Portfolio
Mohammad Shojaei
Machine Learning Engineer – Large Language Models & NLP
📧 shojaei.dev@gmail.com | LinkedIn | GitHub | Hugging Face
Summary
Results-driven Machine Learning Engineer with over two years of experience designing, fine-tuning, and deploying LLM-powered products across finance, real estate, and healthcare. Specialized in Retrieval-Augmented Generation (RAG), parameter-efficient fine-tuning (LoRA/QLoRA), and inference optimization. Proven ability to reduce infrastructure costs by 35%, achieve sub-250ms p95 latency, and increase user engagement by 40%.
Core Competencies
- LLM Development: GPT-style Models (Gemma, Phi, Llama), Instruction & Alignment Tuning (SFT, RLHF), PEFT (LoRA, QLoRA)

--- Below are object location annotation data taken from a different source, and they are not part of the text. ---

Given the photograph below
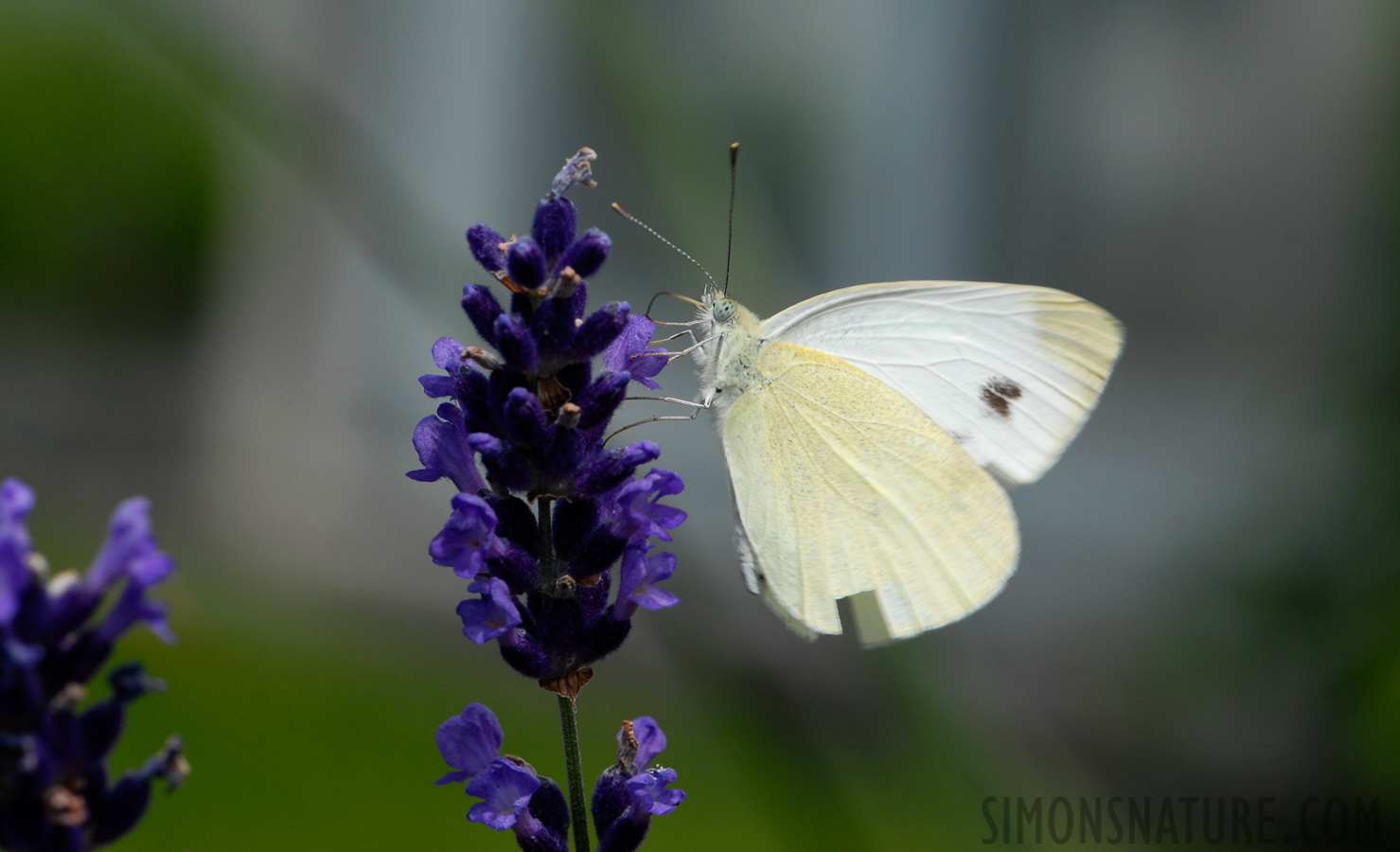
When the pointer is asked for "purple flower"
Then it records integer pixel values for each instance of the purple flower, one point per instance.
(628, 793)
(649, 795)
(55, 635)
(16, 504)
(505, 790)
(129, 539)
(640, 574)
(626, 353)
(491, 615)
(649, 740)
(640, 512)
(545, 509)
(470, 741)
(465, 538)
(525, 424)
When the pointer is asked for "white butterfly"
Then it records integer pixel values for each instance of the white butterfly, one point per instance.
(859, 427)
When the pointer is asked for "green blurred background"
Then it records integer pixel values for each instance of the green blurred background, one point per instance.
(231, 231)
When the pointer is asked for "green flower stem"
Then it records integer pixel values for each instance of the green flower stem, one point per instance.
(567, 712)
(569, 720)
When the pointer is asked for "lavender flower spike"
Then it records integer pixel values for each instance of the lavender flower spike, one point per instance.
(470, 741)
(55, 635)
(628, 793)
(525, 424)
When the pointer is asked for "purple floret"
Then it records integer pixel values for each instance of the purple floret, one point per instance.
(626, 353)
(465, 538)
(494, 614)
(505, 790)
(470, 741)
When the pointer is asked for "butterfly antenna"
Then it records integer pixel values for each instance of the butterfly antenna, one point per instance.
(728, 251)
(652, 231)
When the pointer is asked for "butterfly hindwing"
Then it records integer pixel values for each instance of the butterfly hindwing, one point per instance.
(844, 488)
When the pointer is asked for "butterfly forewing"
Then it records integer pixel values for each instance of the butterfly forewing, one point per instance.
(1010, 371)
(844, 488)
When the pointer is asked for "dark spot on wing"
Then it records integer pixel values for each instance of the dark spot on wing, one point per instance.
(999, 394)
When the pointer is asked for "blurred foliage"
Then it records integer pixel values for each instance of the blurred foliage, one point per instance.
(1309, 631)
(108, 184)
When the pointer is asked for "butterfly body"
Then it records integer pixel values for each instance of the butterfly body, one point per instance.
(859, 430)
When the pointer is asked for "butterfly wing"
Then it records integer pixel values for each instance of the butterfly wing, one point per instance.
(846, 488)
(1011, 372)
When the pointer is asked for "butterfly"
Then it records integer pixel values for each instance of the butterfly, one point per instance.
(865, 431)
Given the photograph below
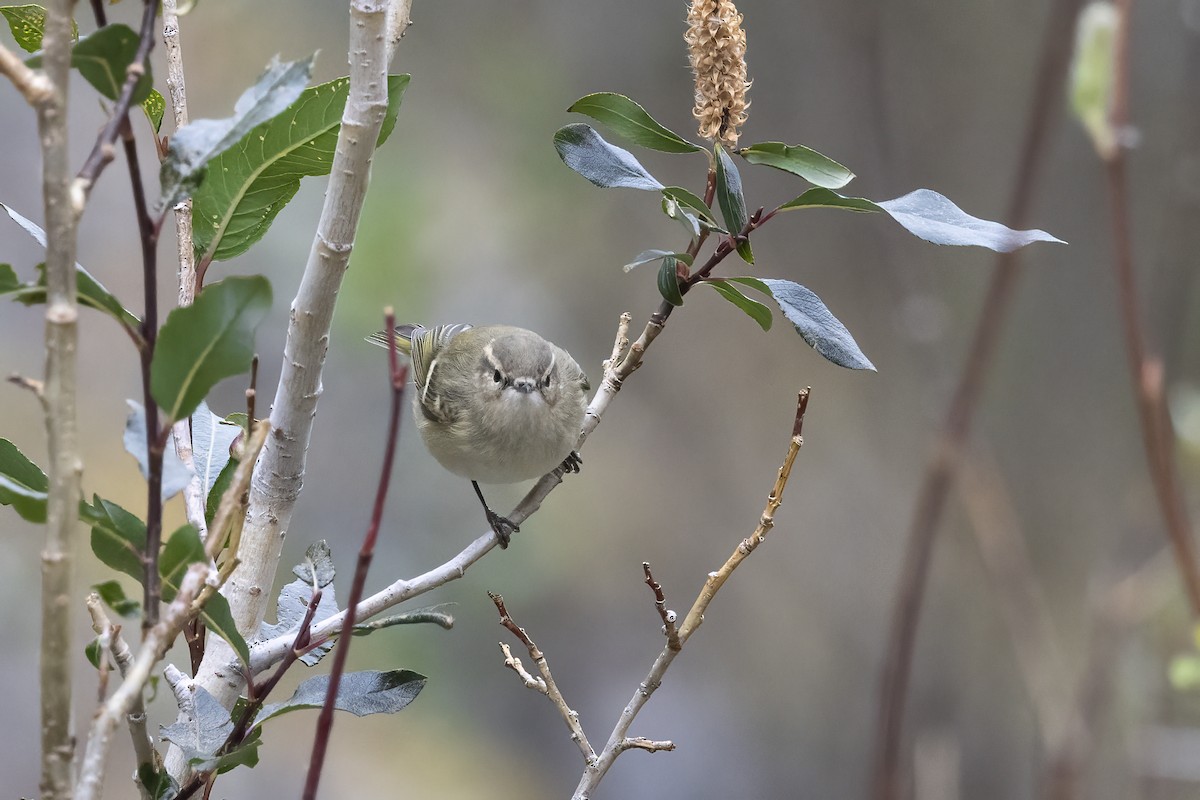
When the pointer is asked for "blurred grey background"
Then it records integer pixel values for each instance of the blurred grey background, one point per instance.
(472, 217)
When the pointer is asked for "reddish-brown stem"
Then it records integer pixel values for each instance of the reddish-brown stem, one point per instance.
(325, 722)
(1145, 368)
(887, 780)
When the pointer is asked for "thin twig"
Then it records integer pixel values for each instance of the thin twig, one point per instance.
(35, 86)
(102, 151)
(955, 426)
(660, 603)
(61, 210)
(619, 740)
(545, 684)
(399, 374)
(136, 719)
(1145, 367)
(154, 644)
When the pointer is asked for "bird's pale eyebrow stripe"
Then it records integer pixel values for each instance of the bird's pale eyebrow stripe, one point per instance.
(490, 356)
(429, 383)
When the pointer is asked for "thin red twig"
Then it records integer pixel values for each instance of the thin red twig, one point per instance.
(325, 722)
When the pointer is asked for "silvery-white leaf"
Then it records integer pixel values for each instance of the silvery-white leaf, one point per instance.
(175, 474)
(211, 438)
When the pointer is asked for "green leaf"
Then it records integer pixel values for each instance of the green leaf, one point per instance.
(822, 198)
(9, 280)
(685, 198)
(731, 200)
(629, 120)
(93, 653)
(1093, 74)
(755, 310)
(359, 692)
(689, 221)
(113, 594)
(28, 25)
(183, 549)
(23, 485)
(155, 106)
(118, 537)
(157, 782)
(605, 164)
(669, 281)
(102, 59)
(205, 342)
(928, 215)
(251, 181)
(90, 292)
(815, 323)
(175, 474)
(798, 160)
(649, 256)
(222, 482)
(219, 618)
(197, 143)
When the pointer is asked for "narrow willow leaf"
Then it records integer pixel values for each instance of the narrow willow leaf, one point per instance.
(93, 653)
(250, 182)
(118, 537)
(155, 106)
(605, 164)
(689, 221)
(219, 618)
(211, 439)
(928, 215)
(359, 692)
(90, 292)
(1093, 74)
(630, 121)
(685, 198)
(205, 342)
(28, 25)
(755, 310)
(9, 280)
(183, 549)
(222, 482)
(822, 198)
(798, 160)
(175, 474)
(293, 602)
(669, 282)
(731, 200)
(197, 143)
(651, 256)
(23, 485)
(113, 594)
(205, 731)
(815, 323)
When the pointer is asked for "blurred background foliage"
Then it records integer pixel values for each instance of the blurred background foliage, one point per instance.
(472, 217)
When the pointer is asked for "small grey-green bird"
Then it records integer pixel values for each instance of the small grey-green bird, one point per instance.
(495, 404)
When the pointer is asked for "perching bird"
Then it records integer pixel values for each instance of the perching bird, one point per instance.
(495, 404)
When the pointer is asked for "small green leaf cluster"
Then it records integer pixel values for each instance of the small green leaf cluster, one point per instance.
(923, 212)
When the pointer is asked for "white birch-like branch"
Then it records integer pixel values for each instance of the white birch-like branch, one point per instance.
(155, 644)
(63, 209)
(136, 719)
(279, 475)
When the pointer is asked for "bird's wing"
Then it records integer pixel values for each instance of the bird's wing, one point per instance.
(426, 344)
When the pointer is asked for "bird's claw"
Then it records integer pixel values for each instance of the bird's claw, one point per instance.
(573, 463)
(502, 527)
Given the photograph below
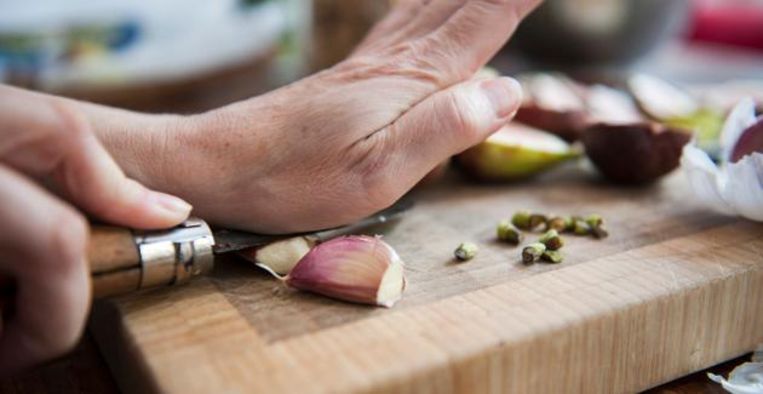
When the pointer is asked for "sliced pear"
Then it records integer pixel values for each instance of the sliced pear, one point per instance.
(706, 125)
(516, 152)
(554, 103)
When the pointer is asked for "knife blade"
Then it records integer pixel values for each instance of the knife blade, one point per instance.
(233, 240)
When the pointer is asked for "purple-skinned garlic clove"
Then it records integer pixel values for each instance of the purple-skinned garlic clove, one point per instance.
(359, 269)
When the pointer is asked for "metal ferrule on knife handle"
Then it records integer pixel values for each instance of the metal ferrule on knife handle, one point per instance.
(123, 260)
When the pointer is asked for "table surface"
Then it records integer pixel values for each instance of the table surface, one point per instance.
(84, 371)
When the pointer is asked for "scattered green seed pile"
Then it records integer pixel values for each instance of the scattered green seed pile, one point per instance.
(548, 247)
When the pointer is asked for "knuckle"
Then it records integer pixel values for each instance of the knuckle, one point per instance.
(68, 123)
(57, 342)
(460, 116)
(68, 241)
(378, 187)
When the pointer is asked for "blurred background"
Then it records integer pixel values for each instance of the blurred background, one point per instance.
(192, 55)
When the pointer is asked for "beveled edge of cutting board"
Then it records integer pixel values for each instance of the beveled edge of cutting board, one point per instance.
(507, 352)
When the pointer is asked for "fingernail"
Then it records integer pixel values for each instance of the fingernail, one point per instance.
(173, 205)
(504, 94)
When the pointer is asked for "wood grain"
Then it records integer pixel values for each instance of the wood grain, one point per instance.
(674, 290)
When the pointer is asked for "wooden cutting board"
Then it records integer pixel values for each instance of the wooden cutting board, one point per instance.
(674, 289)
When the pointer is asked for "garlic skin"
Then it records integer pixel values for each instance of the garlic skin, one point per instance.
(279, 257)
(358, 269)
(746, 378)
(733, 188)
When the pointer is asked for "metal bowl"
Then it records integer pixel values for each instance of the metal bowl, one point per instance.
(598, 32)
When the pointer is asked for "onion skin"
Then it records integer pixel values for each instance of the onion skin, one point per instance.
(636, 153)
(751, 141)
(568, 125)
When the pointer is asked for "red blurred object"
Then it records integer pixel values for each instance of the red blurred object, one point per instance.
(738, 23)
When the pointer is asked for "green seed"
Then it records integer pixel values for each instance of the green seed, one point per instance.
(521, 220)
(557, 223)
(597, 226)
(599, 232)
(580, 227)
(507, 232)
(532, 252)
(552, 256)
(552, 240)
(466, 251)
(538, 220)
(594, 220)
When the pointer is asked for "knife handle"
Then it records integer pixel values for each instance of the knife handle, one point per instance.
(123, 260)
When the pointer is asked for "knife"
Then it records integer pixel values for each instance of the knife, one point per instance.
(124, 260)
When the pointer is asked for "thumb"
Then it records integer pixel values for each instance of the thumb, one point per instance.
(446, 123)
(45, 138)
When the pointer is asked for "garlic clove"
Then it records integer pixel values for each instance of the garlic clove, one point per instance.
(751, 141)
(660, 99)
(358, 269)
(612, 106)
(746, 378)
(743, 187)
(703, 174)
(515, 152)
(279, 257)
(731, 187)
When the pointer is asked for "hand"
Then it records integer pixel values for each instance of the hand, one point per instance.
(44, 239)
(343, 143)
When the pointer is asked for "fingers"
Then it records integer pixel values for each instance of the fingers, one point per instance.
(469, 38)
(444, 124)
(42, 137)
(406, 21)
(43, 250)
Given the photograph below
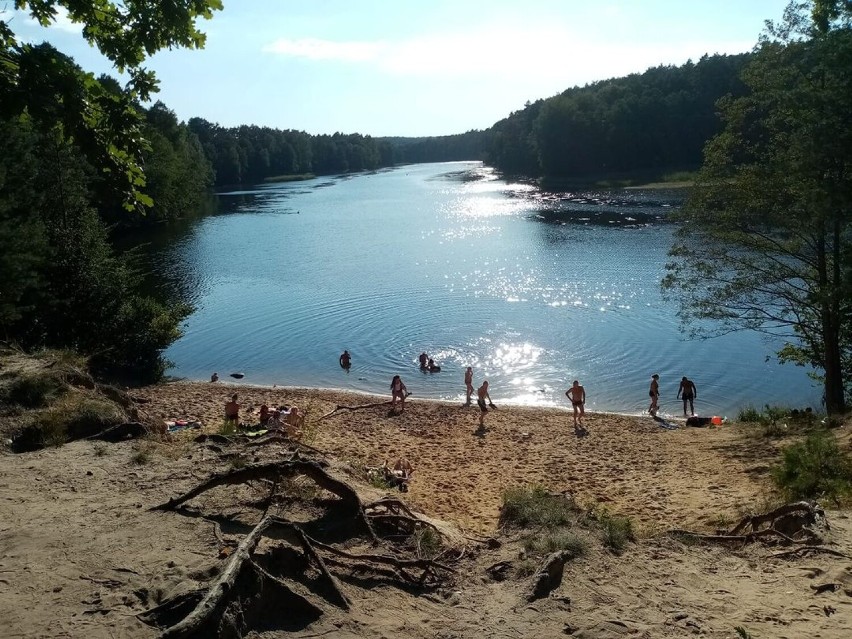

- RAG & Vector Search: Qdrant, Milvus, Approximate Nearest Neighbor (ANN) Search, Re-ranking, Custom Chunking
- Inference Optimization: Quantization (AWQ, GGUF), KV-Cache, Speculative Decoding, Throughput Tuning
- MLOps & Deployment: Docker, FastAPI, Uvicorn, Hugging Face Hub, LangServe
- General: Python, SQL, AWS, Runpod, Git, Agile Methodologies
Professional Experience
No Limits Market Ltd., Remote – Dubai, UAE LLM Engineer, January 2025 – Present
- Architected a RAG-based financial research platform serving over 50 analysts, reducing research time by 45%.
- Deployed AWQ-quantized models with optimized batching, achieving a 35% cost reduction and sub-250ms p95 latency.
- Automated JSON-schema report generation via structured LLM outputs, increasing analyst throughput by 60%.
- Implemented a CI/CD pipeline with automated evaluation metrics (perplexity, factual consistency), maintaining a 95%+ pass rate.
Owlio, Remote – Turin, IT AI Engineer, September 2024 – January 2025
- Designed an educational AI agent using RAG and fine-tuned LLMs to convert passive lecture content into interactive learning experiences.
- Engineered custom chunking strategies for video transcript processing, optimizing retrieval accuracy for educational content.
- Implemented a token-based caching system that reduced GPT API costs by 40% while maintaining response quality.
- Built automated evaluation pipelines to measure RAG performance, content accuracy, and student engagement metrics.
Real-Estate Startup, Remote – Moscow, RU Generative AI Engineer (Contract), May 2025 – Present
- Fine-tuned a multilingual LLM using LoRA with domain-specific datasets, achieving 90% accuracy in handling over 50,000 monthly queries.
- Integrated Speech-to-Text/Text-to-Speech microservices via FastAPI to enable 24/7 automated client interaction.
- Developed a comprehensive evaluation framework to measure coherence, relevance, and safety, maintaining over 85% performance across all KPIs.
- Reduced safety incidents to less than 1% through systematic prompt engineering and content filtering.
Alpha Neuroscience Co., Remote – Tehran, IR Machine Learning Engineer, May 2023 – April 2025
- Developed an EEG artifact detection system using 1D-CNN and Transformer architectures, achieving a 70% improvement in accuracy.
- Built and deployed a PyQt5 desktop application to over 200 medical technicians, reducing per-patient review time by 15 minutes.
- Implemented a RAG-powered clinical assistant that decreased clinician query response time by 50% and improved diagnostic precision by 18 percentage points.
- Collaborated with medical professionals to validate model outputs and ensure clinical compliance.
Kerman Motor, Bam, Kerman Province, Iran – On-site Generative AI Consultant (Seasonal), December 2023 – January 2024
- Conducted technical workshops on implementing LLMs in industrial settings.
- Mentored development teams on RAG implementation and prompt engineering best practices.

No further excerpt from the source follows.